You are viewing a plain text version of this content. The canonical link for it is here.
Posted to solr-user@lucene.apache.org by denl0 <da...@gmail.com> on 2012/11/14 17:26:26 UTC

Solr defining Schema structure trouble.

I'm having trouble putting somewhat related data in my solr schema.
I know solr isn't a database but I need some data to be put in solr.

Problem. 
I have plenty of books to index.
The user want's page hit results. The terms you where looking for are found
on page X.
To do this I was told to make a solrDocument of each seperate pageContent
and pass that to solr.

The problems I have in my structure are.

-*Data stored related to the document is stored x pages times. While it
should only be stored once*? (In this case only the name but I have alot
more fields)

<solrDoc>
<id>1</id>
<docname>test.pdf</docmname>
<pagenumber>1</pagenumber>
<pagecontent>blablabla</pagecontent>
</solrDoc>

<solrDoc>
<id>2</id>
<docname>test.pdf</docmname>
<pagenumber>2</pagenumber>
<pagecontent>blablabla</pagecontent>
</solrDoc>

-*Some data related to a document is related to each othe*r.
Let's say these combinations are possible

-ac
-ad
-be

<solrDoc>
<id>2</id>
<docname>test.pdf</docmname>
<pagenumber>2</pagenumber>
<pagecontent>blablabla</pagecontent>

<model>a</model> //multivalue field model
<model>b</model>
<extra>c</extra>  //multivaluefield extra
<extra>d</extra>
<extra>e</extra>
</solrDoc>

I was wondering how I could solve these problems with the creation of my
schema. And how to query it!

An option would be to create a document with each possible combination of
the model and extra fields. But I don't know how this would be possible to
query



--
View this message in context: http://lucene.472066.n3.nabble.com/Solr-defining-Schema-structure-trouble-tp4020305.html
Sent from the Solr - User mailing list archive at Nabble.com.

Re: Solr defining Schema structure trouble.
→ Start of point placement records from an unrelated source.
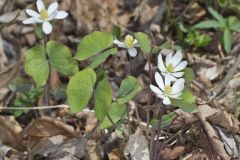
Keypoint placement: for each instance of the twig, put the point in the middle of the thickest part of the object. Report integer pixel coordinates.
(221, 85)
(34, 108)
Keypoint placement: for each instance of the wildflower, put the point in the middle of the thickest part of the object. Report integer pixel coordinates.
(44, 15)
(165, 91)
(130, 43)
(173, 66)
Posted by Jack Krupansky <ja...@basetechnology.com>.
You could implement a custom search component that takes the pages found by 
the query and then re-queries to find the book-level documents and adds them 
to the search results. Or, you could even have a query/parameter that found 
the pages but then discarded them and only kept the book metadata.

-- Jack Krupansky

-----Original Message----- 
From: denl0
Sent: Wednesday, November 21, 2012 4:01 AM
To: solr-user@lucene.apache.org
Subject: Re: Solr defining Schema structure trouble.
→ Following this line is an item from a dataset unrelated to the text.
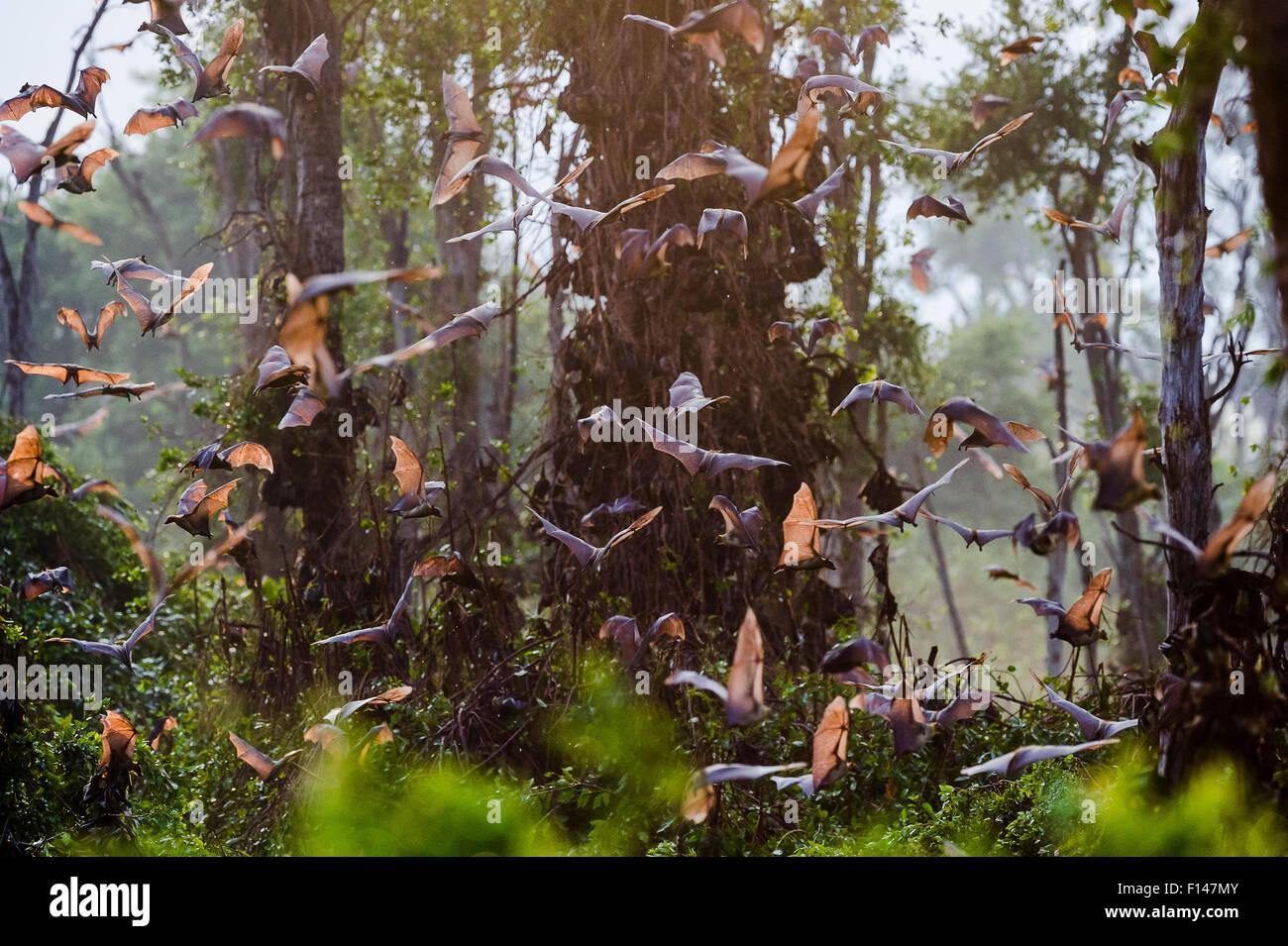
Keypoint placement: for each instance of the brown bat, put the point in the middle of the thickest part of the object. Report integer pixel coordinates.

isn't it possible to combine the document related values and page related
values at query time?

Book1
Page1 with ref to book1
Page2 with ref to book2

When querying making all pages (page1+book1) and (page2+book1) Or would this
be hard to achieve.

I'm pretty sure they wan't to search on book related metadata too.



--
View this message in context: 
http://lucene.472066.n3.nabble.com/Solr-defining-Schema-structure-trouble-tp4020305p4021531.html
Sent from the Solr - User mailing list archive at Nabble.com. 


Re: Solr defining Schema structure trouble.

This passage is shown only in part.